Implementation Considerations:

  • Speed: Human review workflows add latency
  • Scalability: Requires qualified human availability
  • Consistency: Need clear protocols and guidelines
  • Cost: Human oversight and infrastructure investment

3. Broader Applications

This pattern applies to many high-stakes domains:

Domain Dangerous Actions Human Approval
🏥 Healthcare Medication changes, diagnoses Licensed providers
💰 Finance Large transactions, investments Compliance officers
⚖️ Legal Contract terms, legal advice Licensed attorneys
🏭 Manufacturing Equipment shutdown, process changes Safety engineers
⚔️ Military Weapons authorization Command authority

Running the Example

# Run Example 4
python -m src.examples.example_4.main

# You'll see:
# 1. Manager creates audit plan
# 2. Agents execute tasks sequentially
# 3. Safety Specialist finds issues and submits medication change orders
# 4. Demonstration of why governance controls are critical

Discussion Questions

  1. Boundary: Where should we draw the line between AI observation and action?

  2. Accuracy: What if the AI is 99% accurate? Should it act then?
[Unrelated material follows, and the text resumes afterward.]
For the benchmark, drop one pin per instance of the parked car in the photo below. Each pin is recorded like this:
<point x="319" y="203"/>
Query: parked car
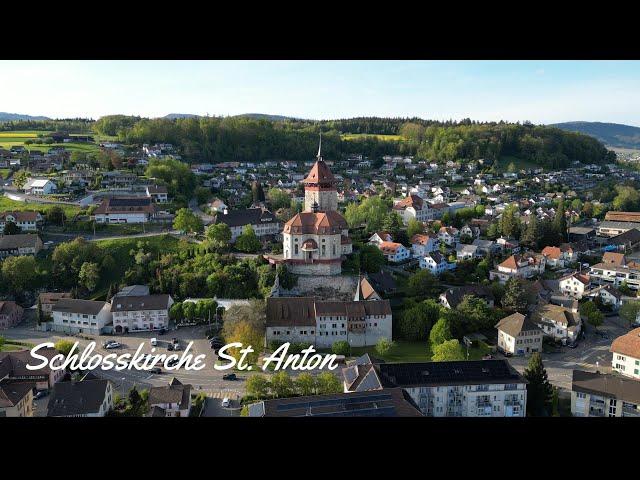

    • Consider: In healthcare, 1% errors on thousands of cases = many harmed patients
  3. Speed: How do we balance urgency vs. safety?
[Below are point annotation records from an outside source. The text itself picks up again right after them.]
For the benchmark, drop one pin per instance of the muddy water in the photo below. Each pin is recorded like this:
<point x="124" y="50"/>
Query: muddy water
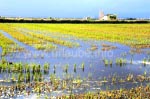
<point x="94" y="70"/>
<point x="17" y="42"/>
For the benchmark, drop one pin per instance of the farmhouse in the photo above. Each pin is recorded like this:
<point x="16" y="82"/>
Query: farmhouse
<point x="107" y="17"/>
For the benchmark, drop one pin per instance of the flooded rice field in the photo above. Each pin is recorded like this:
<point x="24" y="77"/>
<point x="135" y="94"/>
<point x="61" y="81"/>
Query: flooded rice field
<point x="92" y="66"/>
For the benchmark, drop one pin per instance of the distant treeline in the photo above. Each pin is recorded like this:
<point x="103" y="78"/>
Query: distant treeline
<point x="71" y="21"/>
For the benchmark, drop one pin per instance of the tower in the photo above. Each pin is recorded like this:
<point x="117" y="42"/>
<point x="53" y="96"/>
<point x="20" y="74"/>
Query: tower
<point x="101" y="15"/>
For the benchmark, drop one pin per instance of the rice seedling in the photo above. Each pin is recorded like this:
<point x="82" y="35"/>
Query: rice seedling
<point x="46" y="68"/>
<point x="144" y="61"/>
<point x="82" y="66"/>
<point x="106" y="62"/>
<point x="75" y="66"/>
<point x="129" y="77"/>
<point x="66" y="68"/>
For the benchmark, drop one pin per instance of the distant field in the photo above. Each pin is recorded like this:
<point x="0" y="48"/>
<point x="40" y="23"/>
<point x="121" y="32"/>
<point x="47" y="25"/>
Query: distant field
<point x="135" y="35"/>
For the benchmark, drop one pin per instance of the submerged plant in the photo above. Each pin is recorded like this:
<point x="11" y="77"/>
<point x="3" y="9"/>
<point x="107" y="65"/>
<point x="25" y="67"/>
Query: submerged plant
<point x="75" y="66"/>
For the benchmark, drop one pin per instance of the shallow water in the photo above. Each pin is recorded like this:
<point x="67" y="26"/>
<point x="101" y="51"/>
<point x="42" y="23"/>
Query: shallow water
<point x="94" y="70"/>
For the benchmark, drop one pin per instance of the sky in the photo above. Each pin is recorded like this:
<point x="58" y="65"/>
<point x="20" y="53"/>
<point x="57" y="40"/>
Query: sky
<point x="74" y="8"/>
    • Emergency cases need fast response
    • But fast wrong decisions cause harm
    • Could we have rapid approval workflows?
  4. Trust: How do we prevent "approval fatigue"?
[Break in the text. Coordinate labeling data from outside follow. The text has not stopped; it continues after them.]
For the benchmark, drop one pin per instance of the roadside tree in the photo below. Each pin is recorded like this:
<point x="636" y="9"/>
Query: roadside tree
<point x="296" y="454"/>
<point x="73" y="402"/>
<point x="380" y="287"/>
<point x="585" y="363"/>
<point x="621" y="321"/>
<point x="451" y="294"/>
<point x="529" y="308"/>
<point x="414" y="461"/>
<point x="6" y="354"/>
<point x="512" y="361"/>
    • Humans might start rubber-stamping
    • Need to maintain vigilance
    • UI/UX design is critical
  5. Evolution: Should approval requirements change as AI improves?

    • What metrics prove AI is "good enough"?
    • Who decides the threshold?
    • What about edge cases AI still misses?
  6. Liability: Who's responsible if an approved AI suggestion causes harm?

    • The AI developer?
    • The human who approved it?
    • The institution deploying it?

Code Structure

example_4/
├── __init__.py
├── consts.py           # TITLE, TASK, SUMMARY
├── agents.py           # Team with Safety Specialist (dangerous tool access)
├── main.py             # Execution with approval queue display
└── README.md           # This file

Related Files

  • src/core/tools/medication_orders.py - Dangerous tool implementation
  • src/core/tools/DANGEROUS_TOOLS_EXPLANATION.md - Deep dive explanation
  • DANGEROUS_TOOL_INTEGRATION.md - Integration guide
  • README_DANGEROUS_TOOLS.md - Quick reference

Learning Outcomes

After running this example, participants should understand:

  1. Why dangerous tools need governance controls - Concrete examples of AI limitations
  2. What governance systems require - Approval workflows, audit trails, role-based access
  3. Trade-offs in AI deployment - Speed vs. safety, automation vs. oversight
  4. Broader implications - Pattern applies across regulated industries
  5. Responsible AI development - Safety and governance by design, not as afterthought

Progression Through Examples

  • Example 0: Single agent, single record (baseline)
  • Example 1: Manager coordinates multiple workers (scale)
  • Example 2: Specialist joins mid-audit (ad hoc teaming)
  • Example 3: Event-driven priority changes (multi-objective preferences)
  • Example 4: Dangerous tools demonstrate need for governance (safety & compliance) ⭐

Each example reveals considerations that drive the need for more sophisticated management and governance.

Next Steps

  1. Run the example and observe how agents use dangerous tools
  2. Discuss with your team: Where else do you need governance controls?
  3. Consider: What would your approval workflow need to include?
  4. Think about: What other "dangerous tools" exist in your domain?
  5. Design: How would you architect governance for your use case?

Remember: The goal isn't to limit AI capabilities, but to deploy them safely and responsibly in high-stakes environments. Governance controls enable trust and prevent harm.